The history of railway system in Eritrea goes back to the time of Italian colonization over Eritrea mainly for the purpose of transporting Italian war machines to the highland. Originally the railway system was meant to connect Massawa with Asmara but later after the then Italian ruler felt he has the power to conquer Kassala thought to enlarge the system to the area but it stopped short to reach only up to Bisha.
Construction of the railway system began in 1887 from the city of Massawa heading towards Asmara. The construction of the railway had to go through difficult and challenging mountains and high cliffs and that it had to take substantial engineering works and hard work and that it took several years to reach Asmara in 1911, in 1922 to Keren and in 1932 to Bisha.
The construction of line had also to take difficult and narrow turns and to fit that narrow gauge railway had to be applied. The line required 36 bridges and 39 tunnels. That was considered at that time renowned world class achievement.
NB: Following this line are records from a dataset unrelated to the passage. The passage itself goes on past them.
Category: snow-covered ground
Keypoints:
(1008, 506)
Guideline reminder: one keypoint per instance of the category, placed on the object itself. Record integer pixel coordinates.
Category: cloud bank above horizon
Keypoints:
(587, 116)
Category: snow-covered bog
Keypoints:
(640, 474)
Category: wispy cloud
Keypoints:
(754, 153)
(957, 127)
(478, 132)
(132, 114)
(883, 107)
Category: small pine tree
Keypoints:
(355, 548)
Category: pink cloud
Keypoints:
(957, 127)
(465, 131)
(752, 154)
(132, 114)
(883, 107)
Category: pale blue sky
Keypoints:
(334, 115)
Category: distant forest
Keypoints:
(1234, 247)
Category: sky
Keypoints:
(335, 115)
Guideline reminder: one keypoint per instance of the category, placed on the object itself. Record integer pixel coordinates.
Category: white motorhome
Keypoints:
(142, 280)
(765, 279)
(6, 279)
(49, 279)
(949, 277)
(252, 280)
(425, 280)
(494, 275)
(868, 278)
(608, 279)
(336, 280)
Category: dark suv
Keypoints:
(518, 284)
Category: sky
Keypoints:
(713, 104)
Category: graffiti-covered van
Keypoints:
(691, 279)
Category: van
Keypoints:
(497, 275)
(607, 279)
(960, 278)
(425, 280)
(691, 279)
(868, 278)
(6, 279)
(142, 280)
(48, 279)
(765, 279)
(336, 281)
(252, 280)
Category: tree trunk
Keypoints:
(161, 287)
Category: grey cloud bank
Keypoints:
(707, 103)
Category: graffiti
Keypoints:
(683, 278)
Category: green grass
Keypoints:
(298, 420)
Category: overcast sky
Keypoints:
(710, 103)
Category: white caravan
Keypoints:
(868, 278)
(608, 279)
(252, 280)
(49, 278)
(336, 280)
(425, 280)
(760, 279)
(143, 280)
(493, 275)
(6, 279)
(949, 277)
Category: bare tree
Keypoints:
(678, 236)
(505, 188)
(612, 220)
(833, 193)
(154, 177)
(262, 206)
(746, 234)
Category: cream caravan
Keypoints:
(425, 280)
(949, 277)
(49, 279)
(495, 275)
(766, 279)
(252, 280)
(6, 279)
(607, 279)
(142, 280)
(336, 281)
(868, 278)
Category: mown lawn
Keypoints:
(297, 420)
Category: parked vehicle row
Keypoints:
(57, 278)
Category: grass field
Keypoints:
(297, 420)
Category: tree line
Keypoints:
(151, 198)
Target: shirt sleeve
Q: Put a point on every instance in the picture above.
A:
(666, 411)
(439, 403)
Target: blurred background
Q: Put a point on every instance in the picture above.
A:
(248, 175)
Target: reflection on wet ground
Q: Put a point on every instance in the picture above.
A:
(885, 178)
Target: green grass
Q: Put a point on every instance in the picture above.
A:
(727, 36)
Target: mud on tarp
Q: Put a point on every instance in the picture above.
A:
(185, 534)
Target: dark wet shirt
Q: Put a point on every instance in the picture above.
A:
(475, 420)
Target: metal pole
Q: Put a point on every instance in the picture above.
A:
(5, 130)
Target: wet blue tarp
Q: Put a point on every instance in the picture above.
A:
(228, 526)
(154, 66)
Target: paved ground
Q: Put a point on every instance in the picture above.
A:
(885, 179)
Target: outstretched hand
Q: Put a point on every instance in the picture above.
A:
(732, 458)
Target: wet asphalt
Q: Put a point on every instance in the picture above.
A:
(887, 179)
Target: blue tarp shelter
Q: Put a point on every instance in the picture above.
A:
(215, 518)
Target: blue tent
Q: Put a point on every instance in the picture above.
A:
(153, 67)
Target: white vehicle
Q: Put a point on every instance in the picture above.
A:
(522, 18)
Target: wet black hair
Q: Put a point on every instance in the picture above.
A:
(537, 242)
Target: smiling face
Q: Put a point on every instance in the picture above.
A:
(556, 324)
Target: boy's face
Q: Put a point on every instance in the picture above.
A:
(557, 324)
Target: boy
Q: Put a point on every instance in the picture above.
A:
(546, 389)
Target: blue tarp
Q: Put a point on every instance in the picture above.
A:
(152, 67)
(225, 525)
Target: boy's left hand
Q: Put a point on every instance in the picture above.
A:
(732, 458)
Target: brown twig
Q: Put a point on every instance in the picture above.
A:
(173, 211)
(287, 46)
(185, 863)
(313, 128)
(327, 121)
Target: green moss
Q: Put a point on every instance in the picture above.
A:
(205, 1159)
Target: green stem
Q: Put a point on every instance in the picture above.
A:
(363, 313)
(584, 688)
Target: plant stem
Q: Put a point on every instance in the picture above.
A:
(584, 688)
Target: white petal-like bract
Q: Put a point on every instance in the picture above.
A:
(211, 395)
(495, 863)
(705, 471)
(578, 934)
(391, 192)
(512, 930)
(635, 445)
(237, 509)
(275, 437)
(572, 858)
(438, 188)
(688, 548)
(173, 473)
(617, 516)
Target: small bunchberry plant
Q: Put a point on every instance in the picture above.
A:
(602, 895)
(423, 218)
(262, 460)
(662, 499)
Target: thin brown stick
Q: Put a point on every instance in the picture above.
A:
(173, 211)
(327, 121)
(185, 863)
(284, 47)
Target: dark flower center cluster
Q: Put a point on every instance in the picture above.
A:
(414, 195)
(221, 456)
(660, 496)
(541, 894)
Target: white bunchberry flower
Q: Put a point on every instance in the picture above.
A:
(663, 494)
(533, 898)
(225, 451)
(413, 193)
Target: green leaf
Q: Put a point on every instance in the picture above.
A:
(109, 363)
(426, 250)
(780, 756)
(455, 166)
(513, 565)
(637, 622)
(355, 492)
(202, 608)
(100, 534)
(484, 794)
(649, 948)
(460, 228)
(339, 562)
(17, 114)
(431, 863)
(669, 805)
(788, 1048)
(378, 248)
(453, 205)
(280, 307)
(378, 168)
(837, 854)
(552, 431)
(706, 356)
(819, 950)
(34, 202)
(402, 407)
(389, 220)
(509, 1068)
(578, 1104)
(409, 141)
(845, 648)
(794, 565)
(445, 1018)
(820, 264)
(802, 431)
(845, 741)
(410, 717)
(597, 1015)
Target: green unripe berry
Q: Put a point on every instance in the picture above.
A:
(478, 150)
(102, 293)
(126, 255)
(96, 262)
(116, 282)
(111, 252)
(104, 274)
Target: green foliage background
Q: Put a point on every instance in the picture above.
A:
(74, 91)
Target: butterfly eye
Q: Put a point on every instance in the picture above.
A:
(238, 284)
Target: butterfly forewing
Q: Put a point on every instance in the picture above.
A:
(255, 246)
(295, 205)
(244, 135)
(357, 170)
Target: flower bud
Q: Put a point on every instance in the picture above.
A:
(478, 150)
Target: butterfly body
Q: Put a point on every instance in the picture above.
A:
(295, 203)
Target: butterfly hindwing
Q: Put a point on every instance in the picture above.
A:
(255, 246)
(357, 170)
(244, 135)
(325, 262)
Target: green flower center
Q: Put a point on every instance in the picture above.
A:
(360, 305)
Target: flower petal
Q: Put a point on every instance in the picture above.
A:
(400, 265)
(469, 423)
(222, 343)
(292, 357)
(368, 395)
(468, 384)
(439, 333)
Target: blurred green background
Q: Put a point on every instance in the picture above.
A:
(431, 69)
By 1935 the railway line was so much busy carrying quantities of supplies for the Italian war effort to control Ethiopia and that the line saw 30 trains daily and by 1965 the line was carrying nearly half a million passengers a year as well as 200,000 tones of freight.
However, from 1941 the progress of the railway line began to see its set backs. The Allied Forces from 1941 onwards began to demonstrate that they had the upper hand and the Axis members that included Italy were on the run loosing step by step every land the occupied. In 1942 The Italian army was defeated in most parts of Eritrea by the British Army and with that the railway line connecting Agordet with Bisha was destroyed.
During the years to come under the British protectorate, the Eritrean railway line and other port facilities have witnessed more damage and destruction. The British in 1944 dismantled the Italian built, in fact one of the wanders of the time in Africa, Asmara-Massawa Cableway that supplemented the railway as a means of transportation inland, and the equipment was sent to British colonies elsewhere.
In 1953 Eritrea was forcefully and illegally annexed by the Haileselasie regime of Ethiopia. And the railway line successfully operated until the 1970s after which it fall more and more out of use as the armed struggle for Eritrean independence escalated. In 1975 the Derg regime destroyed the railway line and its infrastructure and used the material salvage for construction of fortifications.
That was the end of the railway history for years to come before independence.